BEARTOOTH are both bomb and balm. An outright refusal to suffer in silence, BEARTOOTH weaponizes radio-ready bombast to deliver raw emotion mixed with noise-rock chaos. Other bands play the “devastating riffs and catchy hooks” game, but for BEARTOOTH, this music is the difference between life and death. As easygoing, charming, and outgoing as these young men may appear, there’s an inner turmoil churning away, only satiated by the savage music they perform onstage.
Hard rock and hardcore combine in a way that’s smart, lean, melodic, and irresistible, without apology. The stadium-sized type of riffs found in Metallica and the explosive passion of The Used are equally at home. Back in Black was the first album Shomo ever bought with his own money, and the straight-to-the-point stomp of AC/DC’s masterpiece remains entrenched in the BEARTOOTH backbone. Motörhead’s fast-paced groove and “let it rip” attitude is another part of the anatomy.

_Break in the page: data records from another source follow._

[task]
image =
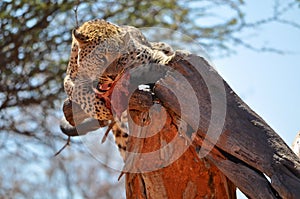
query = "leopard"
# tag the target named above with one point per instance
(101, 53)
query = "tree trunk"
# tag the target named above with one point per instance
(161, 163)
(175, 152)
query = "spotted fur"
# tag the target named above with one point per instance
(101, 53)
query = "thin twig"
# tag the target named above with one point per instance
(76, 13)
(107, 131)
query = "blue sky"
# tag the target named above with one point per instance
(269, 83)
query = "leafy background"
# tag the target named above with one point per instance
(252, 43)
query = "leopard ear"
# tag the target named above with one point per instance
(81, 39)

Like Nine Inch Nails and early Foo Fighters, BEARTOOTH is a one-person band in the studio, written, arranged, engineered, produced, mixed, and mastered by Shomo. The 2013 Sick EP was an emotionally stranded Shomo’s “message in a bottle,” tossed into a figurative ocean. The message was received, and the throngs of like-minded people who responded became his lifeboat. Disgusting (2014), Aggressive (2016), Disease (2018), and Below (2021) expanded those themes of desperation, each sonically getting a step closer to the magical balance between the blood, sweat, and tears of classic recordings and the smooth gloss of modern production. “Riptide” is a challenge to shake loose the confines of past trauma and self-loathing and blaze a trail toward better days ahead.

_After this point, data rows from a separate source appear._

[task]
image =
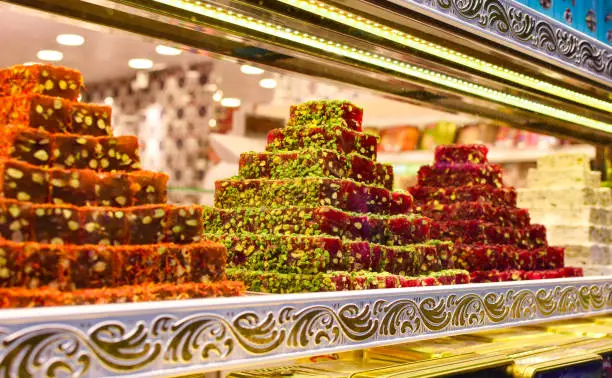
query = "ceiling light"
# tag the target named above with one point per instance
(141, 64)
(70, 39)
(250, 70)
(267, 83)
(167, 50)
(50, 55)
(230, 102)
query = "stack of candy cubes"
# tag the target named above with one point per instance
(316, 212)
(493, 239)
(80, 222)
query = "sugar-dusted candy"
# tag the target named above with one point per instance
(43, 79)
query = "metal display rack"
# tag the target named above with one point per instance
(192, 336)
(495, 58)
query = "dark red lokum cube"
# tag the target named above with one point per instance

In 2022, Shomo speaks openly about his mental, physical, and emotional repair, after a lifetime of fighting depression, anxiety, and doubt. “Riptide” celebrates newfound clarity, with stark honesty. It’s a torch lighting the way for the next era of BEARTOOTH, and a promise of bigger things to come.
BEARTOOTH offer no cure. But the recovery comes in the process; the journey is the destination. As long as the dueling dichotomy of mental health anguish and cathartic creative expression remain bound together, Shomo and his mates will continue to white-knuckle the wheel. So, enjoy the ride.